Allogeneic hematopoietic cell transplantation (HCT) is the treatment of choice for advanced and high-risk hematopoietic malignancies. Optimized donor selection, tailored preparative conditioning regimes and advanced supportive care have significantly contributed to improved patient outcome and have increased long-term survival, even in aged and co-morbid patient populations. However, graft-versus-host disease (GVHD) and relapse are still major reasons for significant morbidity and mortality following allogeneic HCT.
Donor-mediated inflammation of host tissues and efficient tumor control are both sustained by allo-reactive donor lymphocytes. Post-transplant immune reconstitution of lymphocyte subsets is a delicate and well-orchestrated process involving distinct immunological sites within the host. Spatial and temporal disruption of these sites consequently lead to deregulated, dysfunctional or insufficient immune responses of donor lymphocytes against host antigens, tumor cells and/or infectious agents. Modulation of post-transplant immunity by immunosuppression or immunostimulation, such as via the infusion of donor lymphocytes or checkpoint inhibitors, increases the risk for relapse or GVHD, respectively. Recent studies have shown the tolerogenic impact of graft manipulation via increasing the numbers of regulatory cells, such as FoxP3-expressing T regulatory cells (Tregs) or invariant natural killer T (iNKT) cells, while maintaining graft-versus-tumor (GVT) effects. Moreover, the administration of (i) cytokines such as low dose interleukin 2; (ii) monoclonal antibodies targeting critical epitopes of inflammation; (iii) tyrosine kinase inhibitors or (iv) chimeric antigen receptor (CAR) T cells have been demonstrated to be beneficial for suppressing destructive immune responses against host tissues and therefore, preventing GVHD. The induction of sustained immune tolerance, while maintaining potent graft-versus-tumor effects, is paramount to separate GVHD from tumor control and thereby, further improve survival following allogeneic HCT. Moreover, combinatorial hematopoietic cell and solid organ transplant protocols have been established to prevent solid organ transplant rejection while enabling the withdrawal of immunosuppressive drugs. Understanding the pathophysiological background of immune reconstitution will enable us to identify strategies for sustaining immune tolerance with efficient tumor control, improving patient outcome post allogeneic HCT.

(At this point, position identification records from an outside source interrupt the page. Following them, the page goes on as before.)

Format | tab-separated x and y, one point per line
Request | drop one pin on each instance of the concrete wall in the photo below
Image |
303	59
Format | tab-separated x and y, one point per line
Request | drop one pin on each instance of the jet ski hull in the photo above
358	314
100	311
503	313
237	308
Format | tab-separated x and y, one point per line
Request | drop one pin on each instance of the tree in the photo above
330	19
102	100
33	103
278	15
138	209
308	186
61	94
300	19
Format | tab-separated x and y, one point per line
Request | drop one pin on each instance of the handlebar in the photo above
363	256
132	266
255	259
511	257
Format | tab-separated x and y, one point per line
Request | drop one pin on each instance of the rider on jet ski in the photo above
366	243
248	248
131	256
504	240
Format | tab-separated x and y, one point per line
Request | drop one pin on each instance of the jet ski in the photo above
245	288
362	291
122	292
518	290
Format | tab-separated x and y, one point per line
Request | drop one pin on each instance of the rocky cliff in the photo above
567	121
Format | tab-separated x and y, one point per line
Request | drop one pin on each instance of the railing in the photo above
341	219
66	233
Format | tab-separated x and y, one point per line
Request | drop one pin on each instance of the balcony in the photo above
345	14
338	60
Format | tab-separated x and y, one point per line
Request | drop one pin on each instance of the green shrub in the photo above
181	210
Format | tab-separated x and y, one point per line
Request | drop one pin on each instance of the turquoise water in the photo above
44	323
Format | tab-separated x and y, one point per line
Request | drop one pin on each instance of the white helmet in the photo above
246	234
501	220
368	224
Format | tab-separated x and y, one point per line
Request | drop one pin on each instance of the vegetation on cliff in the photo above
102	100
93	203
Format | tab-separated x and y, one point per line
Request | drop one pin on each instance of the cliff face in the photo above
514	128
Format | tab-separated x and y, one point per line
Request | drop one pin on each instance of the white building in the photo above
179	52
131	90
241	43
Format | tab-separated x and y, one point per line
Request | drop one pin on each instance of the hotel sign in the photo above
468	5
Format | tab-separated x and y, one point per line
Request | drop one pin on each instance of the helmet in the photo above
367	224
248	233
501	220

In this Research Topic, we aim to gather novel Original Research and Review articles focusing on the cellular and humoral principles of immune reconstitution as well as novel approaches to induce immune tolerance following allogeneic HCT. We welcome the submission of pre-clinical and clinical studies that reveal the mechanisms underlying successful immune reconstitution and therefore, that pave avenues for clinical translation. Articles covering graft manipulation, adoptive immunotherapies, regulatory T cells, immunoregulatory cytokines or novel compounds are welcomed.